In what looks like an attempt by the state to put its thumb on the scale to help local distiller Brown-Forman (NYSE:BF-B) press its case for how Tennessee whiskey is made, the state's alcoholic beverage commission sent Diageo a letter charging it with violating a 1937 law that requires distillers store their spirits either in the county where they're manufactured or in an adjacent one. Because Diageo stores its George Dickel whisky (yes, they spell it that way) in a Louisville, Ky., warehouse rather than at the Coffee County, Tenn., facility where it's distilled, the state says it's run afoul of the law.
Diageo counters that the state has never enforced the storage law before and doing so violates its constitutional rights regarding interstate commerce.
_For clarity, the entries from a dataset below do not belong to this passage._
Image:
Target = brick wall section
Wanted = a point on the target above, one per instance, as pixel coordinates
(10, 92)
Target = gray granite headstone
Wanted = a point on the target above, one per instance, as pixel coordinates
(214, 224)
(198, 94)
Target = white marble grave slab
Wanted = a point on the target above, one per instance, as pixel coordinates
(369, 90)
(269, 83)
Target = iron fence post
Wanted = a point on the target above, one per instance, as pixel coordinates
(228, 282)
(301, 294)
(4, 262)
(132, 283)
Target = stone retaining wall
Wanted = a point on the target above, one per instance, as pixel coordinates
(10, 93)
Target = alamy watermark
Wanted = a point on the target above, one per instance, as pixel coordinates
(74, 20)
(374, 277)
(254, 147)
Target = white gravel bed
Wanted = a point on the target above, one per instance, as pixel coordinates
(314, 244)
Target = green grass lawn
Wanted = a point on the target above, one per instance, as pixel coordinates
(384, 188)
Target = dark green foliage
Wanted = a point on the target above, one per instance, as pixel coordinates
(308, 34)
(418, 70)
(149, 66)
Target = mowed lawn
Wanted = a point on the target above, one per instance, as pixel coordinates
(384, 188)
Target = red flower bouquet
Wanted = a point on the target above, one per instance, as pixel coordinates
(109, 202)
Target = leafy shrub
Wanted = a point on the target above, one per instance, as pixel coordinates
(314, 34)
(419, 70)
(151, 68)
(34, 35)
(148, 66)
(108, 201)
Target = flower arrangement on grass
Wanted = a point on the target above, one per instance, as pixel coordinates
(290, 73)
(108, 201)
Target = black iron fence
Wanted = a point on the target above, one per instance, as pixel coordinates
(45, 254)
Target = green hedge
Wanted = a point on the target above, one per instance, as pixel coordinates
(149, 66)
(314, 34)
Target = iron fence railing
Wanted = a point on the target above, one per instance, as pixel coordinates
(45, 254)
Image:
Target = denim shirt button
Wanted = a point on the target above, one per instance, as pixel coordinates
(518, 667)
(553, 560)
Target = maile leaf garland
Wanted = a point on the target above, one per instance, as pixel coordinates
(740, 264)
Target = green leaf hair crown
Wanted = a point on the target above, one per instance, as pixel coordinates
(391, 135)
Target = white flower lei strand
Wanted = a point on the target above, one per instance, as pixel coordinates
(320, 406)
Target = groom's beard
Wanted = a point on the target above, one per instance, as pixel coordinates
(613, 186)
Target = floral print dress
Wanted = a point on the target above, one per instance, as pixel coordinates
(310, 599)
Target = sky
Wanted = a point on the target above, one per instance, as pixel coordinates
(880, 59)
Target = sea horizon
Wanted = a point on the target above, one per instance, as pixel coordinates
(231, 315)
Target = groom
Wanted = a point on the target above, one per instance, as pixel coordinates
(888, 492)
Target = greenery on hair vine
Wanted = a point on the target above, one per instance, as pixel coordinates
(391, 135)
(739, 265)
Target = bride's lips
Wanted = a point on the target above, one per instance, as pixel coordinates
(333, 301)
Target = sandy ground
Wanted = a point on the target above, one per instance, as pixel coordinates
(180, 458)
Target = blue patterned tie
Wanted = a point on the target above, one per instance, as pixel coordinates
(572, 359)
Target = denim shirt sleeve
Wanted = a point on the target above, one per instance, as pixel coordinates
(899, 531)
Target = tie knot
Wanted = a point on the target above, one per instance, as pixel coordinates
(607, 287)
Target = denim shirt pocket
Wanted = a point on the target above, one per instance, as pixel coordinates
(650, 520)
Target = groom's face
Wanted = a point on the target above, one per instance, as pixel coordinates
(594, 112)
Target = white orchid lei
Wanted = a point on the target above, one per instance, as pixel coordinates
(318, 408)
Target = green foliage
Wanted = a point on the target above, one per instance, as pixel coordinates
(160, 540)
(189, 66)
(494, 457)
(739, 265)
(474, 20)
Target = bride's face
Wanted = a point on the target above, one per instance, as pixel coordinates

Certainly, the timing of the state's letter is curious. It was only a few weeks ago that Brown-Forman railed against Diageo allegedly trying to water down a distinctly American institution like Tennessee whiskey. B-F says the protectionist law it pushed through the legislature proscribing exactly how "Tennessee whiskey" had to be made -- which not so coincidentally is the same way its Jack Daniel's is distilled -- had nothing to do with the state's craft distillers that would be affected by the law but everything to do with a "foreign company" weakening Tennessee's identity. And only a week later, the state's alcohol commissioner chose to enforce the 80-year-old storage law. It can hardly be a coincidence.
Of course, it's spurious to claim in today's global economy that Diageo is "foreign." While the distiller is based in the U.K., its George Dickel brand has a history in Tennessee that goes back almost as far as Jack Daniel's and even comports to the Tennessee whiskey law, using the so-called Lincoln County process that requires straight bourbon whiskey to be filtered through charcoal into single-use, charred-oak barrels.
In fact, as a result of Brown-Forman pressing the government to implement the standard of identity law for whiskey, craft distillers are running into a shortage of oak barrels. No doubt because of the growing popularity of whiskey and bourbon, whose sales surged 10% to $2.4 billion in 2013 as volumes rose 7% to 18 million cases and international sales topped $1 billion for the first time ever, there is a limited supply of casks available.
Brown-Forman accounts for 90% of all whiskey sold in Tennessee, and reported global sales soared 30% in the first nine months of fiscal 2014. Diageo also reported strong growth in whiskey, with net sales of Johnnie Walker growing 16% in the six-month period ending Dec. 31 and its Buchanan's brand of Scotch whisky enjoying a 19% increase in organic sales in North America.
Maybe Brown-Forman is finding all the competition a little too much to fairly and successfully beat back these days, but Diageo points out that if it loses the storage law case, it may have to expand facilities elsewhere and cut jobs in Tennessee.
As the whiskey rebellion enters a new phase, Diageo may be losing a battle or two, but the war is still within its reach -- and that may be worth raising a glass of Dickel to toast.